The Declaration further argues that homosexuality must be both psychological and curable, since God could not be so cruel as to create people with homosexual urges and make it forbidden to act upon them – a theologically dubious argument to say the least. I would venture to say that anyone who is or who knows someone suffering from any of the countless debilitating life-long diseases would be taken aback by the claim that God would never create a person with a biological makeup that could ruin his or her life.
The Declaration seems to be a reaction to the “Statement of Principles” (statementofprinciplesnya.blogspot.com) regarding homosexuality signed by 200 center and left-leaning Orthodox rabbis and community leaders the year before. Oddly enough, the left wing’s Statement of Principles, although considerably more sophisticated and nuanced than the recent Declaration, has much in common with it.
The Statement of Principles, like the Declaration, reaffirms the forbidden nature of homosexual congress. Unlike the Declaration, it allows that homosexuality is genetically and/or hormonally determined and admits that reparative therapy may be bogus and even harmful. The Statement, like the Declaration, urges the Orthodox community to treat homosexuals with love and respect.
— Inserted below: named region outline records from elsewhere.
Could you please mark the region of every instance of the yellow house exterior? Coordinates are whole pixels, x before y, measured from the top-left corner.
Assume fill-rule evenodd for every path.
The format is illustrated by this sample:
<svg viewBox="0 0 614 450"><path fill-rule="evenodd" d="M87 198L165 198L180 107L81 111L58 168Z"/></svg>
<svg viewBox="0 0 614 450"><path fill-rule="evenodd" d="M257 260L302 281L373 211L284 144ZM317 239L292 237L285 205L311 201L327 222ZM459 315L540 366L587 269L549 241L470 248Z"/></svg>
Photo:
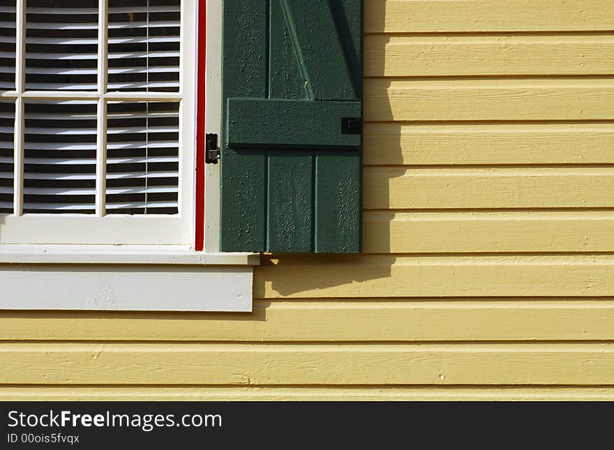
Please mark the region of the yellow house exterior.
<svg viewBox="0 0 614 450"><path fill-rule="evenodd" d="M0 400L614 400L609 0L365 0L364 253L253 313L0 312Z"/></svg>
On the other hand, the Statement requires gay Orthodox Jews to be celibate. Although it urges understanding towards the non-celibate, the Statement suggests that if these homosexual Jews are open about their lifestyle – and the Statement affirms their right to be open about this – it would be the prerogative of an Orthodox synagogue or community not to accept them or give them any honors.
Although I appreciate the attempt by both groups to make homosexuals feel more welcome in our community and to tone down belligerent homophobia, both documents, in my view, fall short. Ever since I declined to sign the Statement – a document whose purpose I am strongly sympathetic with and which was crafted and signed by many close friends and mentors – I have given much thought to the Orthodox world’s relationship to homosexual Jews, sexually active and celibate alike, and what needs to be “stated” or “declared” about them.
In short, there should be no social penalty in the Orthodox world for being a non-celibate homosexual Jew. Homosexual congress is not a moral violation; it is purely a violation of a religious prohibition, one that is the inevitable consequence of the person’s psychological and even biological makeup. If God overlooks the inevitable, so should we.